Summary : Skill adaptation and development may be insufficient in view of the Group’s transformation, business line requirements and changes in organisational and working methods.
Criticality : ●● Intermediate
In an environment impacted by the energy and digital transitions, the scope of the Group’s activities is changing. New business lines are developing and working methods are changing (empowerment, collective intelligence, operating on project platforms, increased teleworking, etc.).
In this context of change, the risk of a skills mismatch will persist for the years to come, both in terms of managing workforce trends and adapting skills. Failure to control this risk could have an impact on the Group’s business, financial position and reputation as an employer.
Risk management is based on matching skills to short-, medium- and long-term needs, on supporting the employability of employees and on managing internal mobility more fluidly. In this respect, the main control actions concern:
Obtaining experience may require several years and sufficient coverage is required to ensure the transfer and acquisition of knowledge. In 2020, in the framework of the Excell plan in particular, the Group launched a knowledge management system to facilitate and accelerate the development of skills in the nuclear field as well as in all business lines.

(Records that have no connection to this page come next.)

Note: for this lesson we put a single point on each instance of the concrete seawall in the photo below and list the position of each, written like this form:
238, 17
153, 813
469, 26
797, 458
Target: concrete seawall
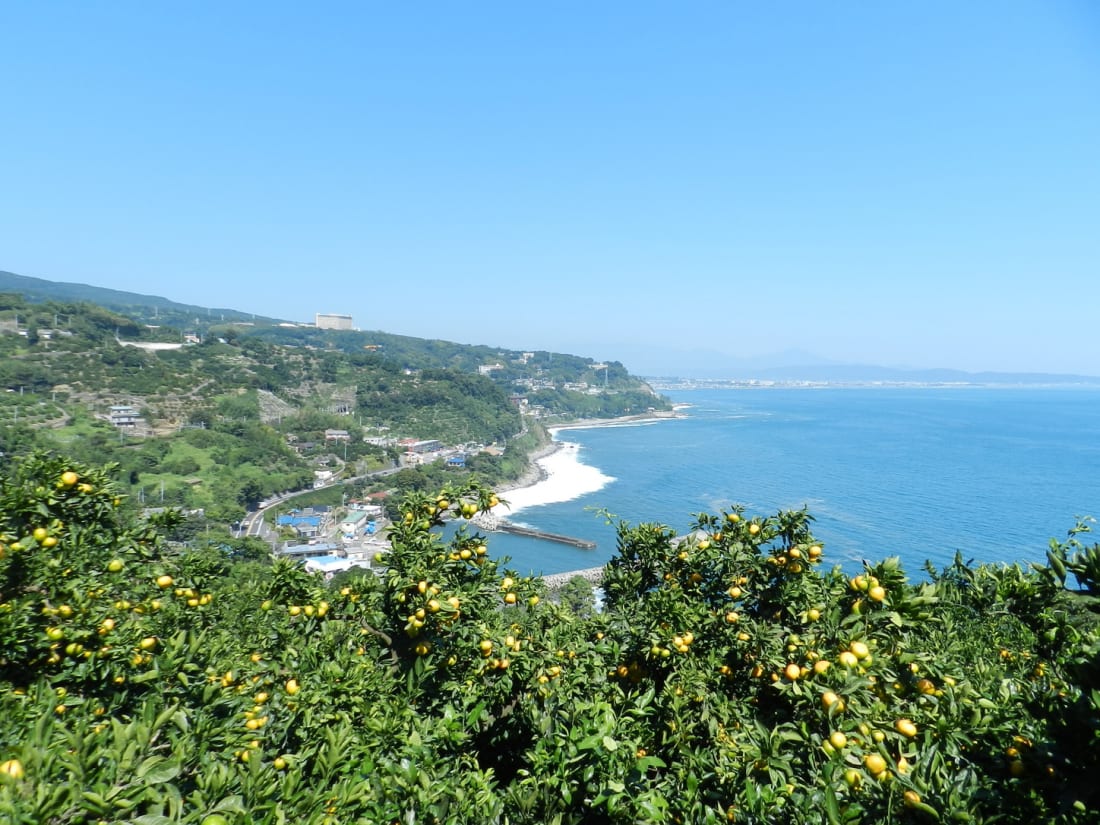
557, 581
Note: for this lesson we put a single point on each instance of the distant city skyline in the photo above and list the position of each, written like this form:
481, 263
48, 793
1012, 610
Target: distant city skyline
906, 185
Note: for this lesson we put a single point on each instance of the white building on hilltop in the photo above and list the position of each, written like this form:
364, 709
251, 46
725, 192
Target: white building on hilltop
333, 321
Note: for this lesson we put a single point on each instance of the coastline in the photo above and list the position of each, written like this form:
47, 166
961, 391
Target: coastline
556, 472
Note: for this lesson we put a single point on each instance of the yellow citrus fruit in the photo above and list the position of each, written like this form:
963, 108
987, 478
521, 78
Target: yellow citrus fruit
905, 727
12, 769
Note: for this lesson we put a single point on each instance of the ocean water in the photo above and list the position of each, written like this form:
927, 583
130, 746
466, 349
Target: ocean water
913, 472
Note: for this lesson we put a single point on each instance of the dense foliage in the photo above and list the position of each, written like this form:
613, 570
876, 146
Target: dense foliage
727, 678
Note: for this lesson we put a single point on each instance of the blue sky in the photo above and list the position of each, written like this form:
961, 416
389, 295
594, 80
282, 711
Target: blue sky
903, 184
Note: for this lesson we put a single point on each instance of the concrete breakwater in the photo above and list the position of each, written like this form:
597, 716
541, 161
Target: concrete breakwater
517, 530
556, 581
490, 521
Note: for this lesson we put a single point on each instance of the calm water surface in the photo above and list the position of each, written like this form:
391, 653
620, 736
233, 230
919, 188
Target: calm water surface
914, 472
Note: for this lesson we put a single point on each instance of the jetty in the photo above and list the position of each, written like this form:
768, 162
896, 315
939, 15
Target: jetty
556, 581
488, 521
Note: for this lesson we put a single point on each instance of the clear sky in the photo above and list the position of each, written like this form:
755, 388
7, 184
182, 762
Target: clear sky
899, 183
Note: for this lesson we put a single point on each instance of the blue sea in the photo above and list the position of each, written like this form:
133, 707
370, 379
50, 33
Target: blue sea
920, 473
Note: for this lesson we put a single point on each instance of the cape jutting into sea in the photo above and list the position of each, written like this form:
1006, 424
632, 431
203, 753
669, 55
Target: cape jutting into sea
913, 472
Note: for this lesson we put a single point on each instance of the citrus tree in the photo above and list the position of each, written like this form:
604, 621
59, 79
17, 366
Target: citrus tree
732, 675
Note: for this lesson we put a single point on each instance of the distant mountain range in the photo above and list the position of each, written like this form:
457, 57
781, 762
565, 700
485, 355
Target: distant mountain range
705, 365
856, 374
117, 299
796, 366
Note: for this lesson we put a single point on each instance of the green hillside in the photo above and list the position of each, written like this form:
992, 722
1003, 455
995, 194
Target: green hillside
220, 419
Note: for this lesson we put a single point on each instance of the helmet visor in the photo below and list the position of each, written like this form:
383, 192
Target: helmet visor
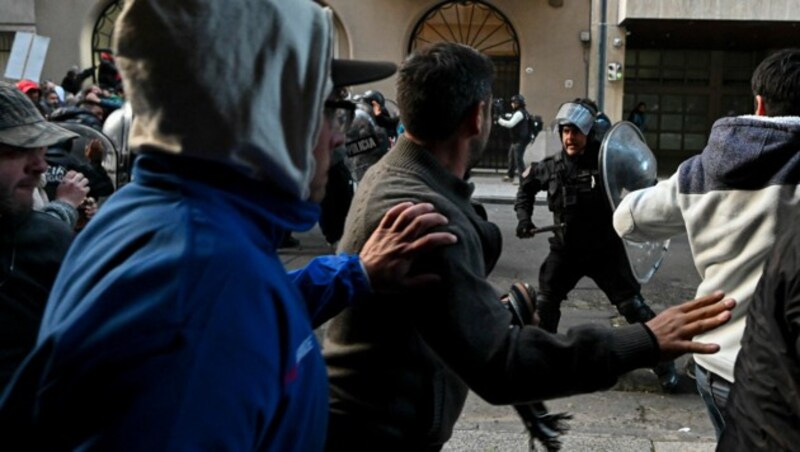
577, 115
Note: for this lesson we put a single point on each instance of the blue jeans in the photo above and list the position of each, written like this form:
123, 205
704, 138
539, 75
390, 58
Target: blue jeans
714, 390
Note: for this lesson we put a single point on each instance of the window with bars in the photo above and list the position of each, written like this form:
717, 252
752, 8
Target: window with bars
685, 92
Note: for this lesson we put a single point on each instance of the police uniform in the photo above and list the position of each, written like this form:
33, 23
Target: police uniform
587, 245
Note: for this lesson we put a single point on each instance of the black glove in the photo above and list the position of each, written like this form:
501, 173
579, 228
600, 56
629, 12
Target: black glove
524, 228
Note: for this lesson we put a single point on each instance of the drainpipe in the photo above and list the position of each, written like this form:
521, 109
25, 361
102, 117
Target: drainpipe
601, 55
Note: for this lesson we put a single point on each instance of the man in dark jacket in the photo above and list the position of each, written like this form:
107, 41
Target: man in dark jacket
517, 122
731, 200
32, 244
763, 410
400, 368
587, 244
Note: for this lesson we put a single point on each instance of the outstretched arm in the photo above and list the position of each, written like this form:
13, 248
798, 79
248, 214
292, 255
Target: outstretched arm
675, 327
331, 283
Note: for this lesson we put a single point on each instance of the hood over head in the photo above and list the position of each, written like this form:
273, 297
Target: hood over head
239, 82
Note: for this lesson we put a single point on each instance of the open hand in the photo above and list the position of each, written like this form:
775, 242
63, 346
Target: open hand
675, 327
401, 236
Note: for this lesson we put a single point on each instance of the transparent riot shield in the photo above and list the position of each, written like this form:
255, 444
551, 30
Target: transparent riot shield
627, 164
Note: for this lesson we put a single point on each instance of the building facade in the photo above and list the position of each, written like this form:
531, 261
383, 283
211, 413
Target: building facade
690, 61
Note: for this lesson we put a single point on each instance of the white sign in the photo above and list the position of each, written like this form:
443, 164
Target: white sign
27, 56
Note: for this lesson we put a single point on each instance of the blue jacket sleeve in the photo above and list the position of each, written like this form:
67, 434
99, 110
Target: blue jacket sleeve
330, 284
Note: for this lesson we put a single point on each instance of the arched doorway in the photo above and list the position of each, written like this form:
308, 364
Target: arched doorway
103, 32
482, 26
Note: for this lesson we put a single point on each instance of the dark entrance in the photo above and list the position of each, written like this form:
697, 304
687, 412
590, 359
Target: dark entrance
483, 27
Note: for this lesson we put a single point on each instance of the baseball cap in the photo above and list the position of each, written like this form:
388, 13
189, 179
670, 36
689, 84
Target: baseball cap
28, 85
355, 72
22, 125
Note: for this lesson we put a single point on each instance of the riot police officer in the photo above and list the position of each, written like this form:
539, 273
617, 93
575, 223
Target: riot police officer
587, 245
381, 115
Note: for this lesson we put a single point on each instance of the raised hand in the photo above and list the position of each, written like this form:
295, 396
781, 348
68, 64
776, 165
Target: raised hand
401, 236
675, 327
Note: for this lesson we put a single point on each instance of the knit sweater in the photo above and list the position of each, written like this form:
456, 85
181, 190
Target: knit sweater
730, 201
399, 367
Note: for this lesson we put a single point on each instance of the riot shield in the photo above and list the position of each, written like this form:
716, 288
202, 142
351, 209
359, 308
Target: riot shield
627, 164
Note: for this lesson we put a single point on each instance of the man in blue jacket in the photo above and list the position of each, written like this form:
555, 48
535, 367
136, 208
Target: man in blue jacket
173, 324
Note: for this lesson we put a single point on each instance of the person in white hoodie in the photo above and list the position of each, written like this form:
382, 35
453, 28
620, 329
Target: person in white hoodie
730, 200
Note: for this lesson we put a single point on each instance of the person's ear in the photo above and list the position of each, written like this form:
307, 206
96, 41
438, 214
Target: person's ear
475, 118
761, 110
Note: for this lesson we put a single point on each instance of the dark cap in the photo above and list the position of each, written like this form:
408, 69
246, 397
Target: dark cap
355, 72
22, 125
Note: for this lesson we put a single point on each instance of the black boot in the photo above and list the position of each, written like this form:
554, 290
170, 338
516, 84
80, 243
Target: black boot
549, 313
635, 310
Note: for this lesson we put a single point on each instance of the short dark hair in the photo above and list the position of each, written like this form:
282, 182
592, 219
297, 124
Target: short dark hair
777, 81
438, 85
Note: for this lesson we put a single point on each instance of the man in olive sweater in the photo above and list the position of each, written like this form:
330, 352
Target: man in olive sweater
400, 368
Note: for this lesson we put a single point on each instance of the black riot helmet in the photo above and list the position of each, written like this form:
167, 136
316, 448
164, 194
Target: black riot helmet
371, 95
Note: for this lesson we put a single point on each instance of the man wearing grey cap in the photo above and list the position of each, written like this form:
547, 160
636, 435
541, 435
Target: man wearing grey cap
173, 324
32, 244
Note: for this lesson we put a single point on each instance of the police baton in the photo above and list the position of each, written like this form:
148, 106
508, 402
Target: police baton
551, 228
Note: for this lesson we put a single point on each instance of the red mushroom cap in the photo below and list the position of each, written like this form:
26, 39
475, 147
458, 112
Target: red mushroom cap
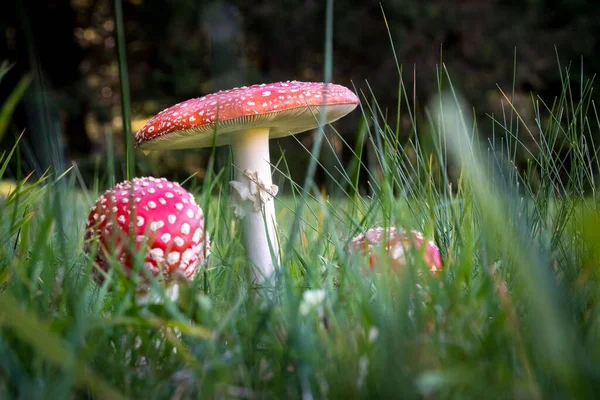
168, 223
396, 242
284, 107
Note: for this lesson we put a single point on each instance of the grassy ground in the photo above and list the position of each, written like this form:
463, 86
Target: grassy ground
515, 312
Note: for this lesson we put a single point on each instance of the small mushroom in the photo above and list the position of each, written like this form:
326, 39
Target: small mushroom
396, 241
246, 118
168, 226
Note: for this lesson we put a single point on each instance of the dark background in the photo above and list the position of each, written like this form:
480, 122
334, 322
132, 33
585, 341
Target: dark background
178, 49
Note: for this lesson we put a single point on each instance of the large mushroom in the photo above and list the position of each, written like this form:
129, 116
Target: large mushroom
150, 215
246, 118
396, 243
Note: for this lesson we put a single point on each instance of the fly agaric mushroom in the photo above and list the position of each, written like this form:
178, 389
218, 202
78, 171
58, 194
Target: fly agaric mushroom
246, 118
168, 227
397, 242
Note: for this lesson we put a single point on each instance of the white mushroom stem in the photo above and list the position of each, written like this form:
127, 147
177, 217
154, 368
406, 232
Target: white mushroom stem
253, 193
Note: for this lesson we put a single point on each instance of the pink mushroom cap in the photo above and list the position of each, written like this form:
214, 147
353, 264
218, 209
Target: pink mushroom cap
168, 227
285, 108
397, 242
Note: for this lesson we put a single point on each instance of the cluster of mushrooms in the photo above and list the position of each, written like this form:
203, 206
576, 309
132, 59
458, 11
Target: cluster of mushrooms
160, 221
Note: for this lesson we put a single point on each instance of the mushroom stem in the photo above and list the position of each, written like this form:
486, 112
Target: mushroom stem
253, 199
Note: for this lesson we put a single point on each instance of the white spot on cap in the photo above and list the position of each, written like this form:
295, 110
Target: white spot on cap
185, 228
173, 257
156, 225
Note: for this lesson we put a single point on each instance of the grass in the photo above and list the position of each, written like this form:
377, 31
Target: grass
515, 313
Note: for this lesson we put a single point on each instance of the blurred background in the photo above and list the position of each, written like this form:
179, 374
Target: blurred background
63, 55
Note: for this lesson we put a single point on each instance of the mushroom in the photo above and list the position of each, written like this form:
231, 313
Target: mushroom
168, 227
397, 241
246, 118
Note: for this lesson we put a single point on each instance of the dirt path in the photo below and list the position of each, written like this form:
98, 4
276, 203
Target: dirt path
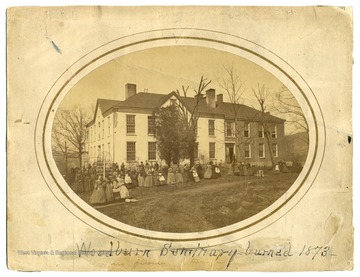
198, 207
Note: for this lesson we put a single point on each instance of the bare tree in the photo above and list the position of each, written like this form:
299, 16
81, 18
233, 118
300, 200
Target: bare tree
262, 96
285, 103
232, 84
190, 114
69, 131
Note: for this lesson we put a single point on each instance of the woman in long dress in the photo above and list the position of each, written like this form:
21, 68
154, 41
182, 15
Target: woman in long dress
98, 195
149, 181
108, 191
141, 176
178, 175
171, 176
209, 172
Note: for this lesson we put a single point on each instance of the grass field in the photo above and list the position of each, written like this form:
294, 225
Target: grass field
194, 207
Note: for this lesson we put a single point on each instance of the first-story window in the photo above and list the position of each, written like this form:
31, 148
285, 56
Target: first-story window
196, 150
130, 151
247, 152
212, 150
151, 151
275, 150
261, 150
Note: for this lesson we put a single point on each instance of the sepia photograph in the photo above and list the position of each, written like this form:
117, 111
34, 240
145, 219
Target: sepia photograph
179, 139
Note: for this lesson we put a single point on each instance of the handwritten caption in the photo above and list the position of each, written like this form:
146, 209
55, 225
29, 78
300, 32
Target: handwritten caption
226, 255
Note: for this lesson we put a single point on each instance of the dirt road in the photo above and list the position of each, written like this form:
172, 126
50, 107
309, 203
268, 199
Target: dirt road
194, 207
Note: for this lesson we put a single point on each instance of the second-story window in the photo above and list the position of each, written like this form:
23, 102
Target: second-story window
151, 125
229, 129
99, 124
109, 127
130, 124
274, 131
211, 127
261, 130
247, 130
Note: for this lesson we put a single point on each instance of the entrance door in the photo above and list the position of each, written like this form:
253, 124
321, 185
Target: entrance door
229, 152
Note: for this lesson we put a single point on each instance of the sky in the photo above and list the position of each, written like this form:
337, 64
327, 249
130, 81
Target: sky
164, 69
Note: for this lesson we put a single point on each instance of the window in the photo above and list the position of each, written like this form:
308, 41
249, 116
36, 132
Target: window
247, 153
247, 130
261, 150
275, 150
151, 125
196, 150
261, 130
229, 129
151, 151
211, 127
109, 128
130, 151
103, 129
99, 130
274, 131
130, 124
99, 151
212, 150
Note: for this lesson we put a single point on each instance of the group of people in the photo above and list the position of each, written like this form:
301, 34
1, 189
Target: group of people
108, 191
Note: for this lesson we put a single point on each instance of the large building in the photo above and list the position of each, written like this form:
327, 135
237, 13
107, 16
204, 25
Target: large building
123, 131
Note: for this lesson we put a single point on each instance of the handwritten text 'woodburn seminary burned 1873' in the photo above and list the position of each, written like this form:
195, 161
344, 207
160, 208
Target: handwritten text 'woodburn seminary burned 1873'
86, 249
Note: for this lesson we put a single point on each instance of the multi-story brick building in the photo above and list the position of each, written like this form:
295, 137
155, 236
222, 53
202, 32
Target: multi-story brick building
123, 131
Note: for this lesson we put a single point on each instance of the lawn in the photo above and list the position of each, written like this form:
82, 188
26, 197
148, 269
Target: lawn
195, 207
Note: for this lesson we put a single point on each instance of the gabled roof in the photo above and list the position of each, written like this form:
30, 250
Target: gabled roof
143, 100
228, 110
104, 105
150, 101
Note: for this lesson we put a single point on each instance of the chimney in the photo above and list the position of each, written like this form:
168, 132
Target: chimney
130, 90
210, 98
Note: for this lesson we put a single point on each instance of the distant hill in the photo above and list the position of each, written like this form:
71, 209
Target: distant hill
297, 146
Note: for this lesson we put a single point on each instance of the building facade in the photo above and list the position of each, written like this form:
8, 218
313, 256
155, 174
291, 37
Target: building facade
123, 131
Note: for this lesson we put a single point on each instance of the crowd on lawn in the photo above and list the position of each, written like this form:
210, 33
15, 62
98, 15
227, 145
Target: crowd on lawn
114, 185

Summary : The Group may be required to meet significant commitments related to pensions and other employee benefits.
Criticality : ●● Intermediate
The pension plans applicable in the various countries in which the Group operates involve long-term commitments to pay benefits to the Group’s employees (see note 16 of the appendix to the consolidated financial statements for the fiscal year ended 31 December 2021). In France, in addition to these pension commitments, the Group also owes obligations for post-employment benefits and long-term benefits for employees currently in service. A pension reform in France may have an impact on the Group’s commitments.
The amounts of these commitments, the provisions booked, the outsourced funds or pension funds set up and the additional contributions required to make up insufficient funding are calculated based on certain actuarial assumptions, including a discount rate subject to adjustment depending on market conditions and, with regard to employee-related commitments in France, on the rules governing retirement benefits paid out by the general retirement scheme, and amounts owed by the Group. These assumptions and rules may be adjusted in the future, which could increase the Group’s current commitments for pensions and other employee benefits and, therefore, require a corresponding increase in provisions.
Furthermore, if the value of pension funds in the UK proves insufficient to meet the corresponding commitments, primarily due to calculation assumptions or developments in the financial markets, the Group may be obliged to make additional contributions to the relevant funds, which may have an adverse impact on its financial position.
In order to cover these commitments, the Group has set up pension funds in the United Kingdom, where coverage of commitments is a regulatory obligation, and outsourced funds in France, which provide partial coverage of the commitments. In the United Kingdom, the pension reform in 2021 (from defined benefit to defined contribution) and the merger of the three existing funds (BEGG, EEGS and EEPS) into one fund (EDFG) from 31 December 2021 will limit future risks.
(1) Gestion Prévisionnelle des Emplois et Carrières (job and skill planning).
(2) PAME : parcours accompagné de mobilité externe.